Monday, June 17, 2013 | 2 a.m.
NV Energy customers in Southern Nevada could soon get a rebate.
A state agency is alleging that the utility essentially overcharged customers and should refund about $10 million to Southern Nevada ratepayers.
The Attorney General’s Office of Bureau of Consumer Protection plans to file testimony with the Public Utilities Commission July 17 saying that NV Energy should give that money back to customers because state law doesn’t permit the utility to keep the money when the utility earned more than the utilities commission authorized.
It’s not simple, but the argument could put money back in your wallet.
Here’s how this works:
Under state law, NV Energy is allowed to charge ratepayers enough to cover costs and earn whatever the commission determines is a reasonable rate of return. The higher the rate, the more the company can take home in profit should it achieve that rate of return.
Last year, NV Energy earned $322 million in profit and exceeded its authorized rate of return.
The commission said the company could earn an 8.17 percent rate of return. The company actually earned 8.71 percent, which means it earned more than the commission authorized.
Now here’s where that $10 million comes into play.
NV Energy collected $10 million for so-called lost-sales compensation, which is money the utility charges when you conserve by using energy-efficient appliances, lightbulbs or home and business renovations.
In the utility’s words, this is compensation “for the sales it would have made in the absence of energy efficiency programs — nothing more and nothing less,” according to a recent filing with the Public Utilities Commission.
But a 2009 law allowing lost-sales compensation forbids the utility from using it to earn more than the commission says is OK.

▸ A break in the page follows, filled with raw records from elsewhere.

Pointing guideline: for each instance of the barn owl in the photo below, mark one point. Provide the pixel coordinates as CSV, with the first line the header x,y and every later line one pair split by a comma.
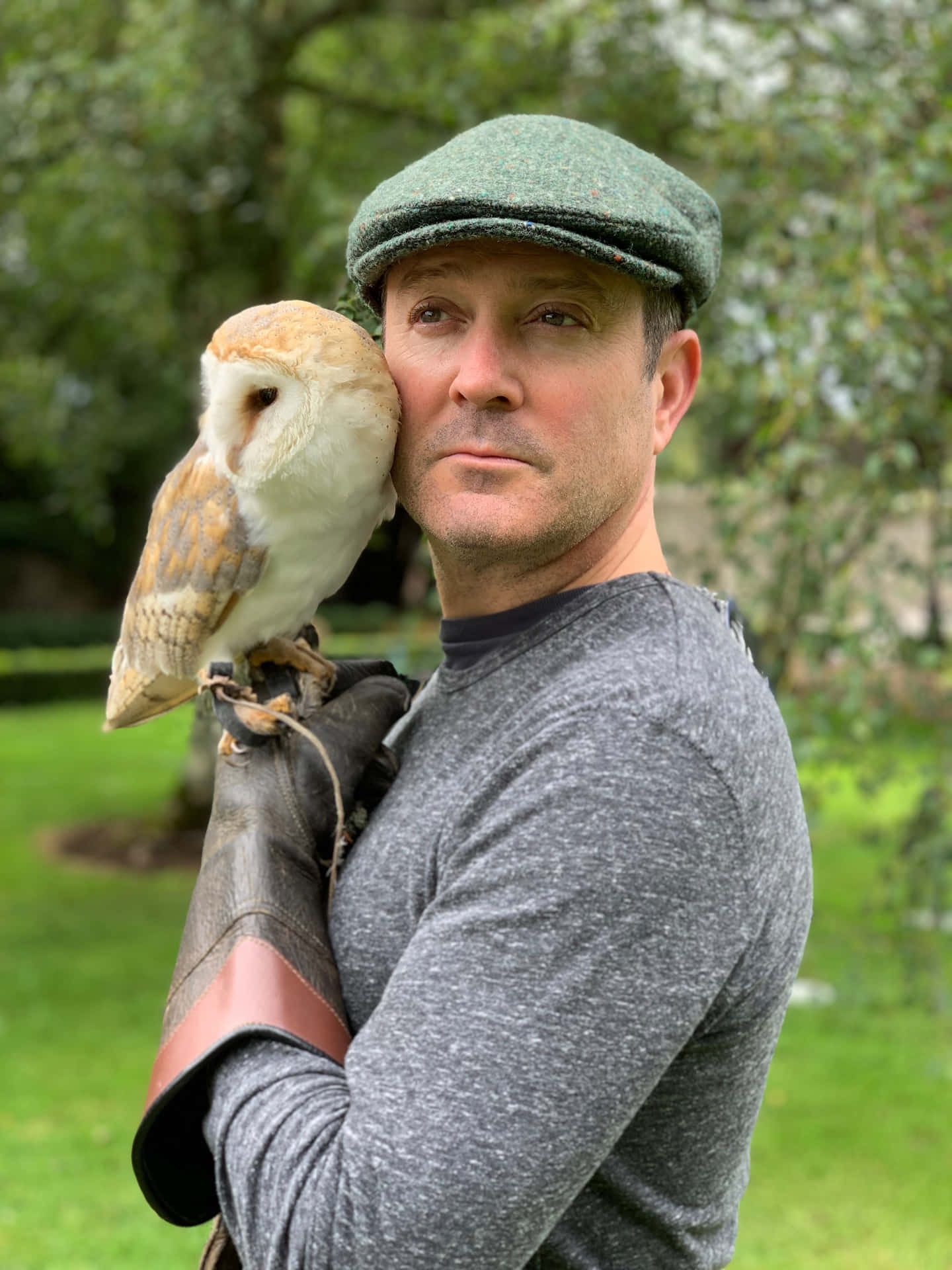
x,y
268,512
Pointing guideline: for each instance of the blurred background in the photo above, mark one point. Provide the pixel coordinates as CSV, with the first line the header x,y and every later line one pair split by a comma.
x,y
165,164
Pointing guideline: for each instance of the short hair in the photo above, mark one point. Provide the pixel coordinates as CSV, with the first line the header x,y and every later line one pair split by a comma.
x,y
662,314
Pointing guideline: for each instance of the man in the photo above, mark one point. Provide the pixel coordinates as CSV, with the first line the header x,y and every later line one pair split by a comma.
x,y
568,937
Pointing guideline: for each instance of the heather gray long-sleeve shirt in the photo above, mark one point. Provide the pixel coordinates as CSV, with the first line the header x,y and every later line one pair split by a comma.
x,y
567,941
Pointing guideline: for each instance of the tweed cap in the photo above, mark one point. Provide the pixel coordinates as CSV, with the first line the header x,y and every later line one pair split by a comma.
x,y
560,183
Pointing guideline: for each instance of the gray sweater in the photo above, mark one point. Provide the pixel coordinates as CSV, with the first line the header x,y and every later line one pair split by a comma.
x,y
567,941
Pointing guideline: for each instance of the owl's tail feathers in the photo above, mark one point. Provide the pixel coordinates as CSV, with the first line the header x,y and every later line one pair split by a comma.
x,y
136,698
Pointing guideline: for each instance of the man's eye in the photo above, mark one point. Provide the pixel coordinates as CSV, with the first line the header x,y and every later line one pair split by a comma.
x,y
556,318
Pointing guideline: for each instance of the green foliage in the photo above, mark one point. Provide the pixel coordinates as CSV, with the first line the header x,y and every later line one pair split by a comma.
x,y
828,399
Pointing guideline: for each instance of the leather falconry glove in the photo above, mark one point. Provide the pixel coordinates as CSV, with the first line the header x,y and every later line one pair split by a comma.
x,y
255,956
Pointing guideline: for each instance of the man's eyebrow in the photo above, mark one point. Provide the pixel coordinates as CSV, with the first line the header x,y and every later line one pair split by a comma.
x,y
571,284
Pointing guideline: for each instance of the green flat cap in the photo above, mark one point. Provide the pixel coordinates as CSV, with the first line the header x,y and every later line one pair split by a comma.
x,y
539,178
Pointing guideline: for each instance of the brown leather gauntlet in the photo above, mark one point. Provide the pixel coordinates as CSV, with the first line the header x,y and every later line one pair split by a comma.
x,y
255,958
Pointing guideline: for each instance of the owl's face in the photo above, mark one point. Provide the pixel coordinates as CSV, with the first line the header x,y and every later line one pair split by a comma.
x,y
270,376
259,413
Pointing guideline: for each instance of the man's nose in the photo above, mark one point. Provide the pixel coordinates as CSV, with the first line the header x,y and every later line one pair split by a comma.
x,y
487,374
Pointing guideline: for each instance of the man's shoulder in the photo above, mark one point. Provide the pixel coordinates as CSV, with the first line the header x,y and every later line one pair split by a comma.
x,y
663,640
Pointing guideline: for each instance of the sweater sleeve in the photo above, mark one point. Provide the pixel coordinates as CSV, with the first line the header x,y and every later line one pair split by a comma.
x,y
593,902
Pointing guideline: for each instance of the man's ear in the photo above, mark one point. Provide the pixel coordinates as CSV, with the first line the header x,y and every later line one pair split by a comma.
x,y
674,384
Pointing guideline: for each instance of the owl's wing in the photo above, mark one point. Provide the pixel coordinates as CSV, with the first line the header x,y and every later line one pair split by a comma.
x,y
196,566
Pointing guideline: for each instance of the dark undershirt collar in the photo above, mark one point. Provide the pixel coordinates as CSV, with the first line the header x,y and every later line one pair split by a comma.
x,y
466,640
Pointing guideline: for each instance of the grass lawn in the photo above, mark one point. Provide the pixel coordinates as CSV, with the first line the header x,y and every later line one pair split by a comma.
x,y
851,1160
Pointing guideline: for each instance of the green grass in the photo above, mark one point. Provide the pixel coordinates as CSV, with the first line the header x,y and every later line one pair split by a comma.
x,y
851,1159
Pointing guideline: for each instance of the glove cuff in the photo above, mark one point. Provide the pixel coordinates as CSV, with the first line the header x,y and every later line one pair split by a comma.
x,y
257,994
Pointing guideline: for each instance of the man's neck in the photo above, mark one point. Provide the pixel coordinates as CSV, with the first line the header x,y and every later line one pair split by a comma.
x,y
612,552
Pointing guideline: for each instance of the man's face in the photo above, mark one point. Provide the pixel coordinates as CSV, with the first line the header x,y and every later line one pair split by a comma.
x,y
527,421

“The whole idea of lost-sales compensation is to make sure that energy efficiency programs don’t somehow deny the company the right to earn a reasonable return,” said Dan Jacobsen with the Bureau of Consumer Protection. “It’s just fair to give this money back to consumers because the intent of the bill was not to enrich the company but just to cover costs.”
The utility doesn’t plan to immediately issue any refunds.
The company will have a chance to issue a rebuttal to the Bureau of Consumer Protection on July 31. Then a utilities commission officer will listen to both sides during an Aug. 7 hearing and make a recommendation to the full commission.
After that, the commission will decide whether to adopt, reject or modify the refund proposal.
Until then, NV Energy said it doesn’t want to comment.
“It’s inappropriate for us to speculate not having seen the (Bureau of Consumer Protection) testimony,” said Andrea Smith, a spokeswoman for NV Energy.
This fight is essentially a continuation of a simmering tug of war between the utility and the Bureau of Consumer Protection.
Last year, the consumer advocate argued that NV Energy was receiving more revenue than normal because of an extra hot summer in Southern Nevada that caused people to spend more to cool their homes and businesses.
But in December, the commission allowed the utility to collect $10.2 million from its customers for electricity they never used.
Now, Nevadans know more about the situation, Jacobsen said.
In February, Jacobsen told the Sun that “consumers should not be required to provide lost-sales compensation if the company is earning more than the commission authorized at the most recent rate case.”
NV Energy manager Patricia Franklin said in a March filing with the utilities commission that the company did earn more in 2012 than the commission authorized. Specifically, that’s the difference between the 8.71 percent rate the utility earned and the 8.17 percent rate the commission authorized.
So the consumer advocate is moving forward with the case for a refund and intends to file its full testimony by the July 17 deadline.